Mais même si la plupart des coupeurs imitent leurs pairs et recherchent l’attention, l’acte de couper est un signe de perturbation ou de difficulté émotionnelle qui doit être reconnu. L’adjoint d’une école privée pour filles très performante, et responsable des questions pastorales, est d’accord. « C’est généralement une recherche d’attention », dit-elle.  » Ça passe habituellement. Mais nous le traitons toujours sérieusement. Les filles voient le conseiller scolaire et l’infirmière de l’école, et leurs parents sont amenés. Ils sont ensuite envoyés voir un thérapeute. » Elle ne voit aucun signe d’augmentation du phénomène.

Cependant, les médecins et les thérapeutes sont fortement en désaccord. Il n’y a pas de statistiques, mais Waddell est sûr que la pratique est en augmentation. Les adolescents à qui j’ai parlé – de différentes régions du pays, et d’écoles complètes, de grammaire et privées – l’ont soutenu. Ils sont nonchalants, un peu dégoûtés, peut-être un peu fascinés. Ils disent que les coupeurs sont stupides, ou des exhibitions.

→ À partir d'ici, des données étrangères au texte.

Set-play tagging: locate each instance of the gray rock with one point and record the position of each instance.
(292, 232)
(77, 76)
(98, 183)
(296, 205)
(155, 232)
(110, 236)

Ils ne sont pas stupides ou fous, mais peut-être essaient-ils de nous dire quelque chose sur leur vie intérieure et ne trouvent pas les mots. Alors ils dévissent la lame de leur taille-crayon et la dessinent sur leur peau. Le sang coule.  » Regarde-moi « , disent-ils. Regarde comme j’ai mal. Regarder. Et nous devrions regarder.